Mount Rogers Recreation Area

The Mount Rogers National Recreation Area in southwestern Virginia has been, historically, one of our favorite places to vacation. Yesterday Carole and I got up very early in the morning and headed out to make a day of it up there. We didn't want to make it a one-day excursion, but because Carole had to work Monday evening, it had to be so.

That days of spending six hours driving to enjoy eight hours of hiking are over. The stress of driving that far in one day, coupled with walking around the forests and ridges are just too much for this old man. After we got home I ended up sleeping for over ten hours. No more of that. Next time we go somewhere like that we're going to have to make it a two-day trip.

If you live here in the South and you've never been to southwestern Virginia, you have missed a tremendous amount of beauty. Carole and I have been vacationing there off and on for decades and we still have many, many places there to see. We're headed back in late August, so we'll be able to chisel off a few more of these spots on our way to exhausting the list.

This trip, however, was to scope out some good places to park our travel trailer for our vacation in August. Carole will spend the days at camp while I got wandering around the high country and in search of waterfalls (the area is packed with waterfalls, most of them on no published list that I have ever seen).

Here, then, are some photos from our day trip.

The high, open country is the main reason people flock to this recreation area. Because of this, the high meadows can actually get crowded with humans. Rubbing elbows with people is not why I go to the wild places.

As I was hiking around the forests around Grindstone, I was reminded that this is the tail-end of ramp season! So I scurried around in the forest floor looking for this relative of the garlic. In no time at all I had a fist full of them ready to be grilled in aluminum foil over the coals.

Carole in the summit of one of the Pinnacles in Grayson Highlands State Park.

Oh, my Appalachian high country!

Hardwood forests trying to recover from the rape of timber companies.

Fiddleheads! Edible, but I've never tried them.
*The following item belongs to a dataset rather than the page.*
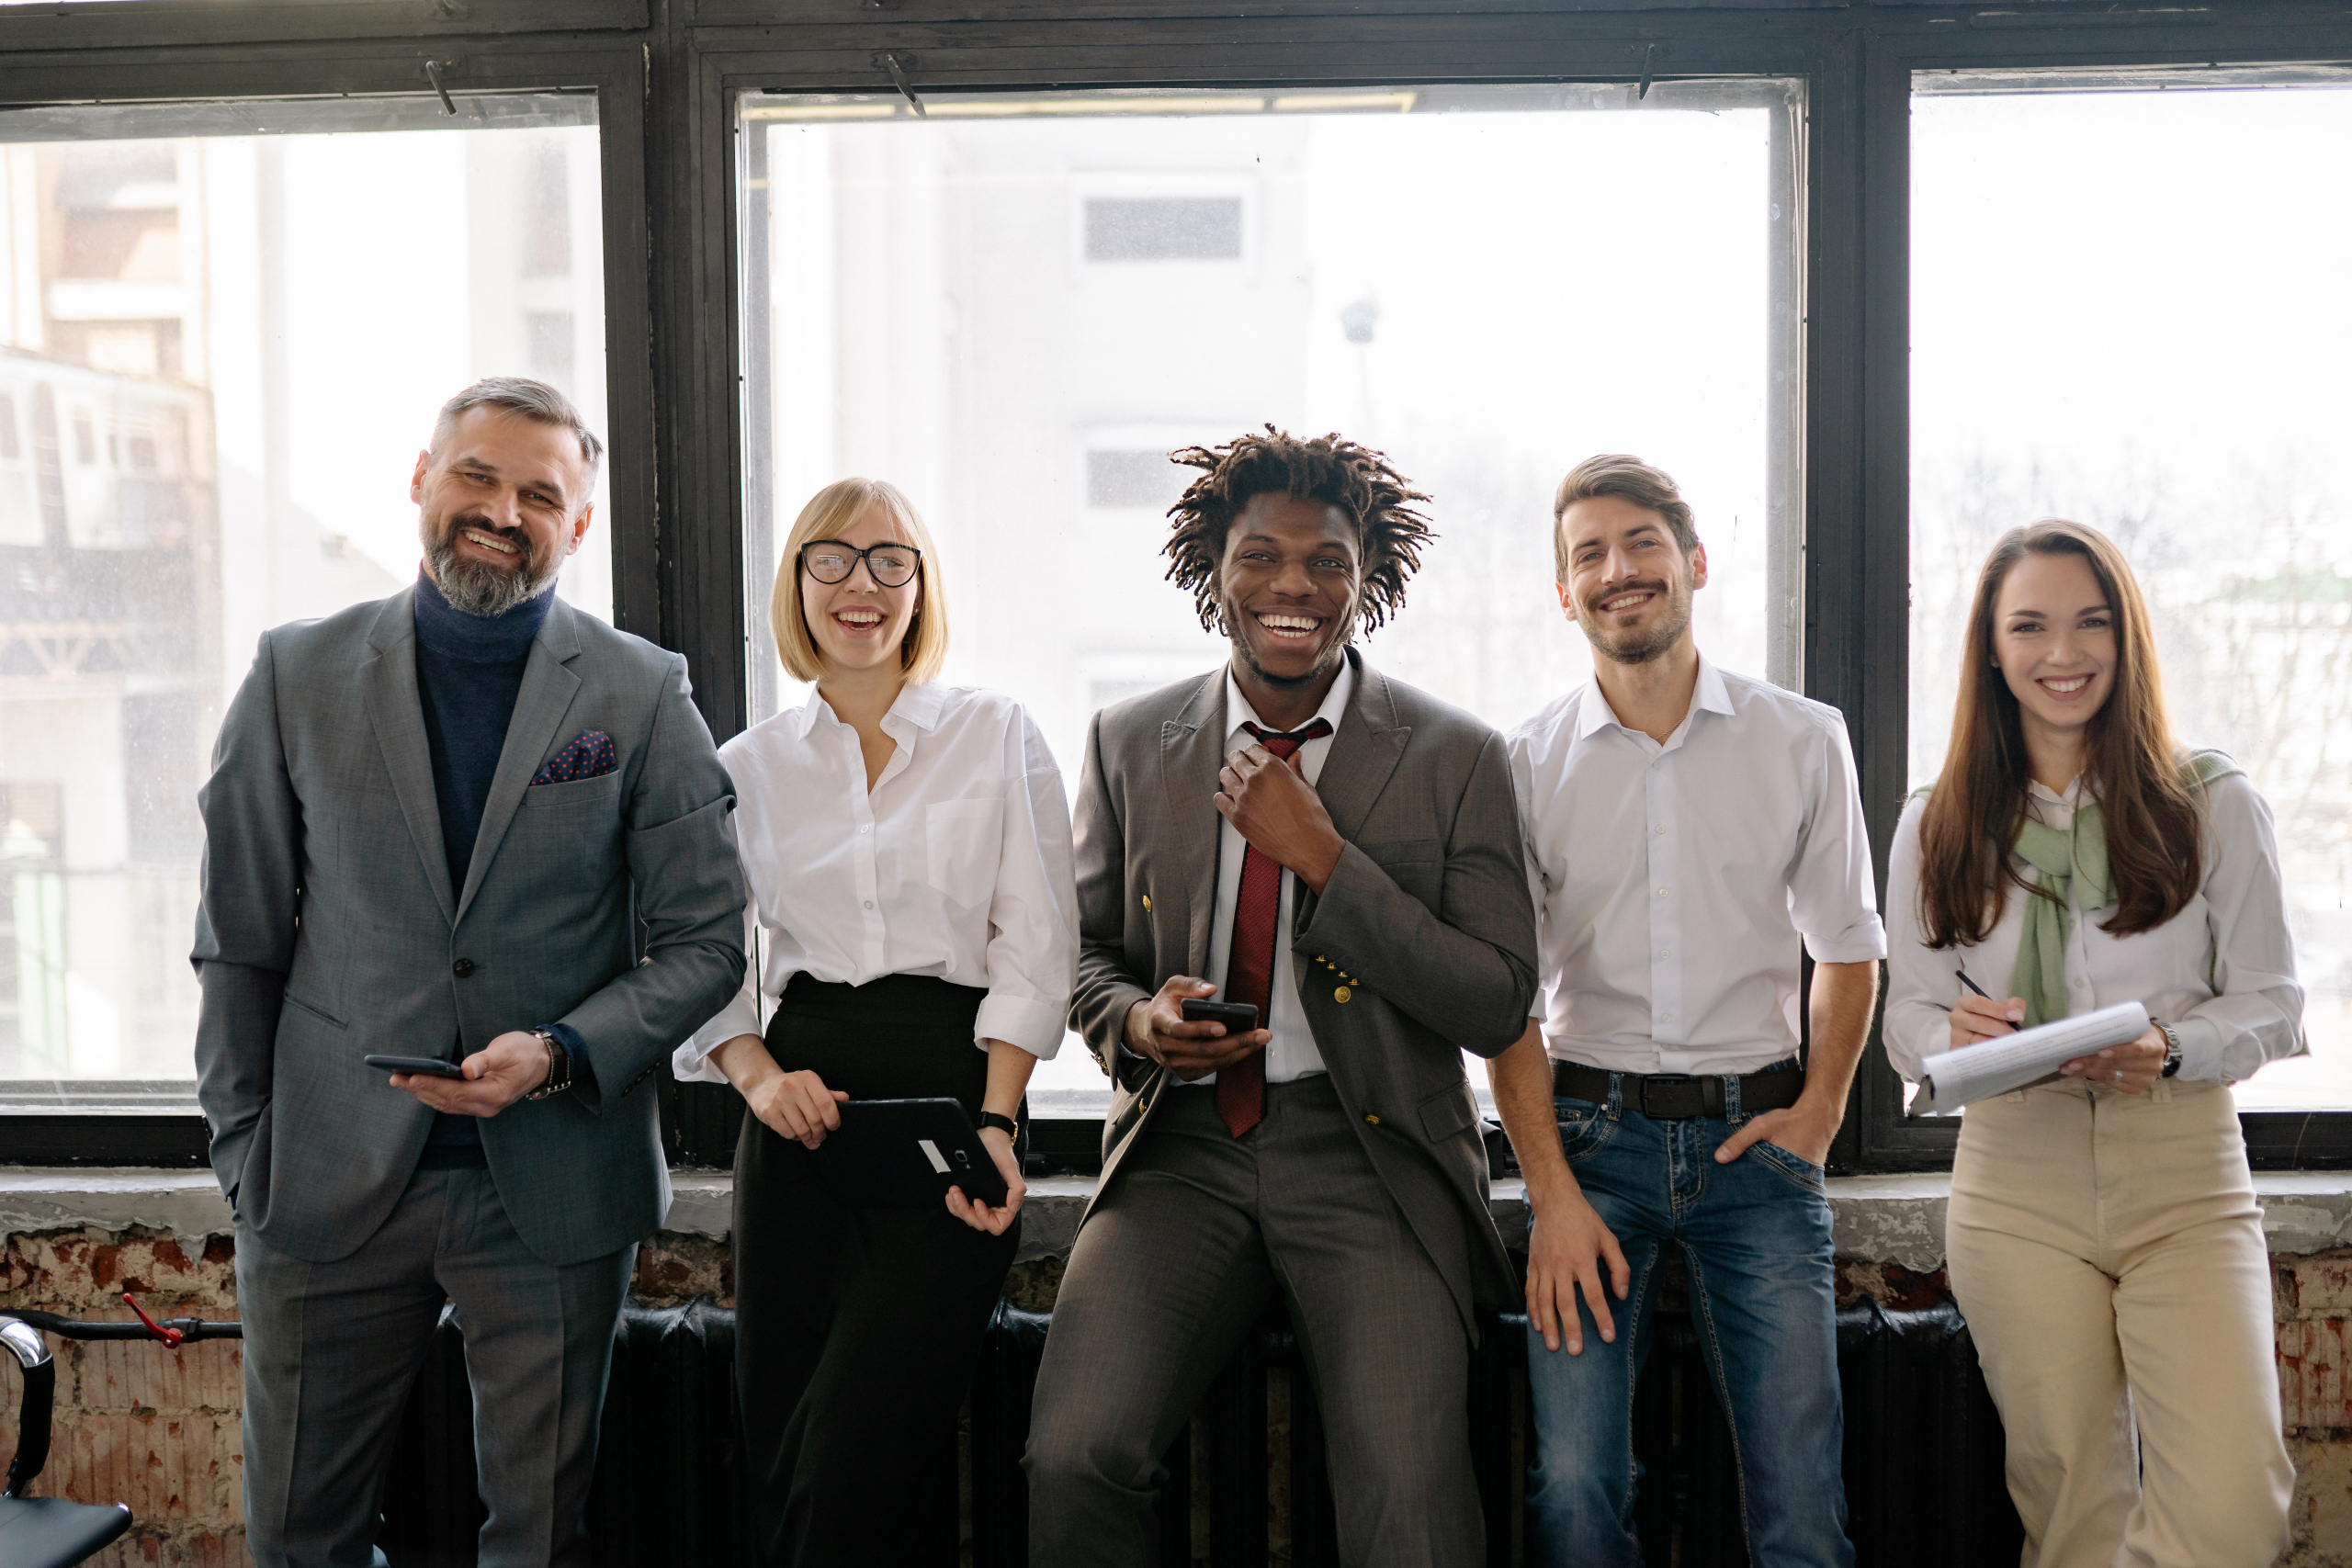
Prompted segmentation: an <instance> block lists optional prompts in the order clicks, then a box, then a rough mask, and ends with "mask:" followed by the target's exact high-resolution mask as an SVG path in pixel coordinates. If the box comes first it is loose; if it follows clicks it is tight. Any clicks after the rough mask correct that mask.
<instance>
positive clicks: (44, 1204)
mask: <svg viewBox="0 0 2352 1568" xmlns="http://www.w3.org/2000/svg"><path fill="white" fill-rule="evenodd" d="M670 1185H673V1192H675V1201H673V1204H670V1222H668V1225H666V1229H668V1232H675V1234H687V1237H708V1239H713V1241H724V1239H727V1232H729V1225H731V1211H734V1178H731V1175H727V1173H724V1171H675V1173H673V1175H670ZM2253 1190H2256V1197H2258V1199H2260V1204H2263V1234H2265V1237H2267V1241H2270V1251H2272V1253H2274V1255H2277V1253H2286V1255H2305V1253H2324V1251H2333V1248H2338V1246H2352V1171H2256V1175H2253ZM1950 1192H1952V1178H1950V1175H1940V1173H1936V1175H1837V1178H1830V1213H1832V1225H1835V1237H1837V1255H1839V1258H1856V1260H1867V1262H1898V1265H1903V1267H1905V1269H1912V1272H1917V1274H1924V1272H1929V1269H1936V1267H1940V1265H1943V1213H1945V1201H1947V1197H1950ZM1089 1197H1094V1178H1091V1175H1042V1178H1037V1180H1033V1182H1030V1194H1028V1208H1025V1211H1023V1227H1021V1260H1023V1262H1025V1260H1033V1258H1051V1255H1063V1253H1068V1251H1070V1239H1073V1237H1075V1234H1077V1220H1080V1215H1082V1213H1084V1208H1087V1199H1089ZM1494 1218H1496V1225H1501V1227H1503V1239H1505V1241H1510V1244H1522V1241H1524V1239H1526V1190H1524V1185H1522V1182H1519V1180H1515V1178H1505V1180H1498V1182H1496V1185H1494ZM75 1227H89V1229H106V1232H122V1229H132V1227H143V1229H158V1232H169V1234H172V1237H174V1239H176V1241H179V1244H181V1246H183V1248H186V1246H188V1244H191V1241H195V1244H202V1241H205V1237H219V1234H228V1229H230V1218H228V1204H226V1201H223V1199H221V1190H219V1187H216V1185H214V1180H212V1173H209V1171H148V1168H26V1166H16V1168H0V1237H5V1234H19V1232H47V1229H75Z"/></svg>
Carpet of wildflowers on a high ridge.

A typical Appalachian stream.

In a few more weeks these rhododendron blossoms will be truly gorgeous.


dogboy443 said...

Fiddleheads are great. I have them every Spring. A quick blanch in hot water, then a quick ice bath and then let them dry and a quick saute with butter, salt, pepper and some garlic. A squirt of lemon juice is also good.

James Robert Smith said...

Man! I need to give them a try! I've been meaning to cook some for years, but never have.

MarkGelbart said...

That is some beautiful country.

You're lucky you get more hiking time than driving. Usually, for me it's more like 6 hours of driving vs. 1 hour of hiking before I hear, "It's too hot (or too windy, too cold), the mosquitoes are eating me alive, I have to go!"

I love beef and leek soup and also potato soup with lots of leeks or ramps in them. Leeks are an expensive vegetable, so finding them for free in the woods is like finding money on the ground.

James Robert Smith said...

You need to have some folk along to keep your family occupied while you go hiking. I know the feeling. One thing that takes the pressure off of me is that we bought the travel trailer which gives Carole a very comfortable spot to rest while I hike all day long. Another thing that works is to go with another family who can keep your family occupied as you head into the hills and forests. That also has worked for me.

James Robert Smith said...

Re: ramps. They have a truly unique taste. There is a vague garlic flavor there, but not quite the same. I love them. To me, the best way to prepare them is the first way I was exposed to them--grilling in aluminum foil with beef. Holy heck they are great that way.